MLA, Punjab
- In office 1997 - 2002
- Preceded by: Mohinder Kumar
- Succeeded by: Mohinder Kumar
- Constituency: Fazilka
- In office 2007 - 2017
- Preceded by: Mohinder Kumar
- Succeeded by: Davinder Singh Ghubaya
- Constituency: Fazilka

Minister of Forest & Wildlife and Labour
- In office 2007-2012
- Chief Minister: Parkash Singh Badal
- Preceded by: Tikshan Sud

Health Minister
- In office 2012-2017
- Chief Minister: Parkash Singh Badal
- Preceded by: Tikshan Sud

Personal details
- Party: Bharatiya Janta Party
- Children: 2 sons

= Surjit Kumar Jyani =

Indian politician

Surjit Kumar Jyani is an Indian politician who served as health minister in the Punjab Government.
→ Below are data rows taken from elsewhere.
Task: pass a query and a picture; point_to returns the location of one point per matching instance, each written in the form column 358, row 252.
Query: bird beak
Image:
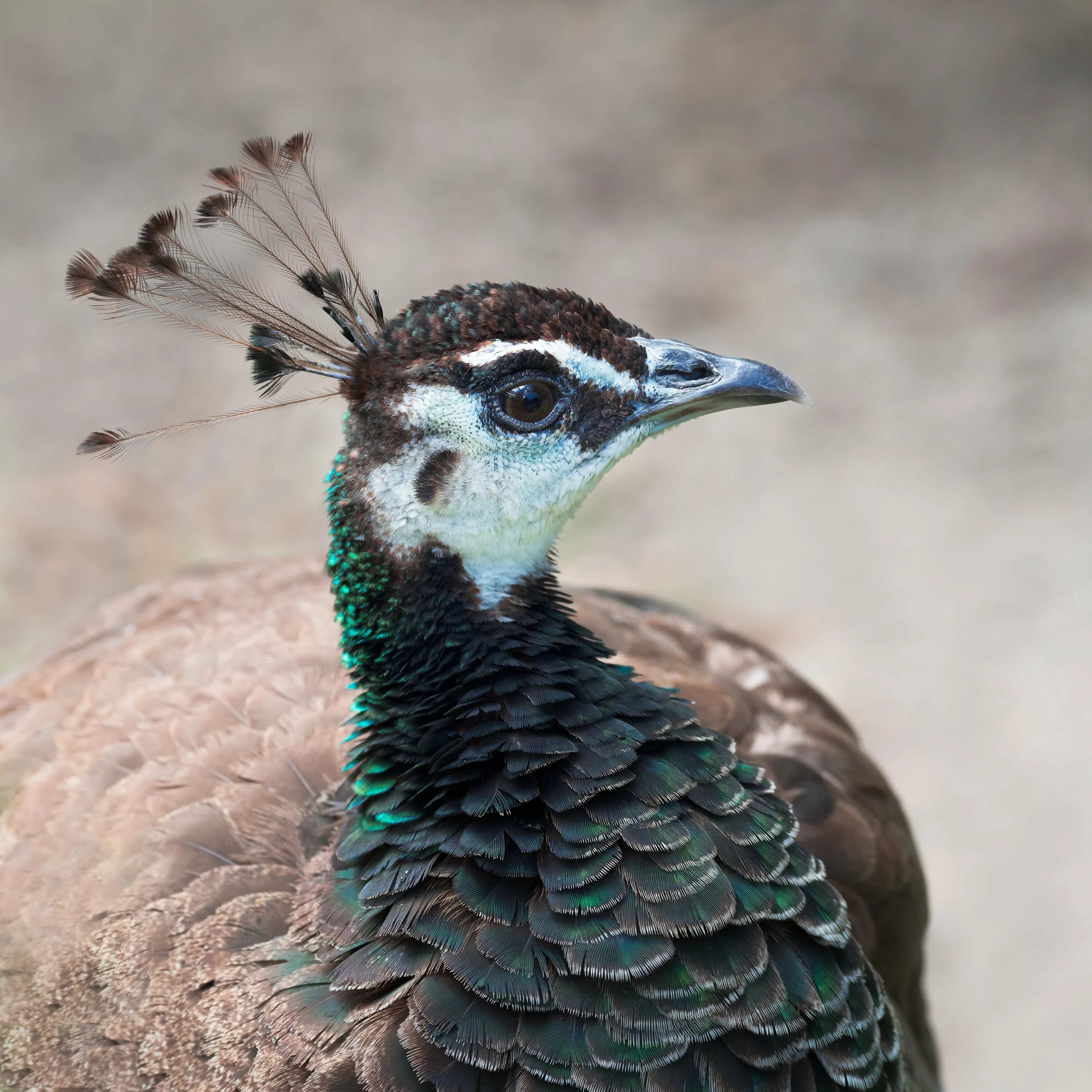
column 686, row 383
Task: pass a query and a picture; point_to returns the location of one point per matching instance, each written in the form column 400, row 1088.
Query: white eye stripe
column 582, row 366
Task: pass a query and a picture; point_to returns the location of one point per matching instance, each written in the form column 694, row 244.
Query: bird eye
column 530, row 402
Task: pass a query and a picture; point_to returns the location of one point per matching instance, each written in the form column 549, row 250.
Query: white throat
column 500, row 506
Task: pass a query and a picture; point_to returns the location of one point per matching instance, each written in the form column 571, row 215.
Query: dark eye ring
column 528, row 404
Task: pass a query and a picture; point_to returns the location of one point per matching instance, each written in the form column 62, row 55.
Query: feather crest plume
column 271, row 203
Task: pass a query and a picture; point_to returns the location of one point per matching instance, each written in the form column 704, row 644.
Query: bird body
column 538, row 872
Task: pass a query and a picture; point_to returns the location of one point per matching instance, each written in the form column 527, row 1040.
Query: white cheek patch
column 504, row 503
column 582, row 366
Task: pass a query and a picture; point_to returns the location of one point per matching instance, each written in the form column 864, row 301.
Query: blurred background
column 891, row 201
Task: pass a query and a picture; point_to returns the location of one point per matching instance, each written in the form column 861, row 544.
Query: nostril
column 678, row 373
He has also served as Minister for Forest & Wildlife & Labour. He is member of Bharatiya Janta Party (BJP).

==Early life==
Jyani comes from a Hindu Jat family and his mother tongue is Bagri. His grandfather migrated from Rajasthan during British Raj .

== Political career ==
He first became a member of Punjab Vidhan Sabha from Fazilka in 1997. In 2007 and 2012, he was re-elected from Fazilka.